16. Unauthorised additional payment by a former Head of Chancery
In June ,2008, the HOC in addition to his monthly Heating Allowance of $383.33 appropriated to himself a further sum of $791.71 for the payment of his Heating Allowance for Flat 308/309.
We highly recommended that the Accountant General should recover from the former HOC, the sum of $791.71 and evidence provided to this office for verification.
The HOC noted the audit observation and promised that the matter will be brought to the attention of the officer concerned.
17. Failure to bank Consular Fees
Consular Fees were not banked but kept in the office, even though there was a bank account approved by the Accountant General. It was also observed that fees collected were being used for Other Charges expenditures.
It was highly recommended that the Vote Controller should provide an explanation as to why the provisions in Section 42 of the Financial Management Regulations were violated.
It was also recommended that, with immediate effect, whenever the Mission received money (whether for fees or otherwise), that money should be paid directly into the Mission’s bank account. At the end of each Quarter, fees collected should be remitted to the CRF at the Bank of Sierra Leone.
The HOC noted the observation of ASSL and further explained that the main problem the emanated from the regulation had to do with Other Charges that were often remitted in arrears almost retrospectively and that some utility services may be disconnected if payments were delayed causing embarrassment for the diplomatic status of the Embassy. He added that it was in view of this that borrowing was done from the fees and replenished and remitted when the anticipated money was received from Freetown. For reasons of exigencies of the service, it became difficult to strictly adhere to the provision, he concluded.

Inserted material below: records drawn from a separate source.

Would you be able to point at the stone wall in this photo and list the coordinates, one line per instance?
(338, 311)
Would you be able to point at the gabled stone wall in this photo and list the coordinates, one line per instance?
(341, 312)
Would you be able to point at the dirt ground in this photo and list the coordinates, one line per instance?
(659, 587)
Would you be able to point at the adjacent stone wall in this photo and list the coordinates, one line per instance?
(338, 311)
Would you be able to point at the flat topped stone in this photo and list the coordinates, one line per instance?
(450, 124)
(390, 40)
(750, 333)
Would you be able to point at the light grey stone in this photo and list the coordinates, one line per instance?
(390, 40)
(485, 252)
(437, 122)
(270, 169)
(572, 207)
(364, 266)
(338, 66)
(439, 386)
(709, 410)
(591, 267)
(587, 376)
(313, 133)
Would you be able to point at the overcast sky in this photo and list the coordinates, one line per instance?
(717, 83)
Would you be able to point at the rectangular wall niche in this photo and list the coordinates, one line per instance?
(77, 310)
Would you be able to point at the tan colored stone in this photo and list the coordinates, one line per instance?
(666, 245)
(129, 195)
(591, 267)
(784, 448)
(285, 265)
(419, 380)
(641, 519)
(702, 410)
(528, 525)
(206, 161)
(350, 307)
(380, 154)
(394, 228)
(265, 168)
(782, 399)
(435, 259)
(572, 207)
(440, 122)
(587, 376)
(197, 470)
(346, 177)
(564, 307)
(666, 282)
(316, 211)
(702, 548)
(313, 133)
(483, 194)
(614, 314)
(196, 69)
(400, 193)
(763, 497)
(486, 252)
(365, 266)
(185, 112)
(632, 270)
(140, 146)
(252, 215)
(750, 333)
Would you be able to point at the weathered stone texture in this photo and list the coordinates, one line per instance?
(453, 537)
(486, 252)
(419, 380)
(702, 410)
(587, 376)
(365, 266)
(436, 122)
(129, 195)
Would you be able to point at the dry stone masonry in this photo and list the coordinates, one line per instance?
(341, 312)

18. Failure to submit weekly report of Mission’s activities
In spite of a directive from the former Acting Director General, Ministry of Foreign Affairs and International Cooperation, of 15th October, 2008, the Embassy had never prepared and submitted Weekly Reports on its activities.
It was recommended that the Mission should provide an explanation for failing to produce the said Report. It was also recommended that, except the Ministry had instructed otherwise, the Weekly Activities Report should be produced weekly and copies sent to this office for verification, for the next two months.
The HOC noted the audit observation and further stated that the Ministry had adopted a new model of report based on operational plans and performance contract which was being instituted.
19. Travel without ministerial clearance
In spite of a memo dated 12th December, 2008 from the Minister of Foreign Affairs and International Cooperation, instructing all missions to seek clearance for official travels before embarking on them, the former Ambassador and HOC made a visit to Kiev in December, 2009, without obtaining the necessary clearance. The total amount involved was $5,360.00. Details are given below:
We recommended that (except the Mission could provide evidence of the Ministerial Clearance for this travel), the Accountant General should recover the amount stated above from the officials concerned and evidence sent to this office for verification.
In his response, the HOC explained that the visit by His Excellency the Ambassador and Officer before written permission may have arisen out of emergency and absolute necessity, especially bearing in mind the fact that Ukraine was one of the twenty-two countries to which His Excellency the Ambassador was accredited. Furthermore, he stated that it does happen sometimes that visits were made in such cases prior to the Honorable Minister’s approval.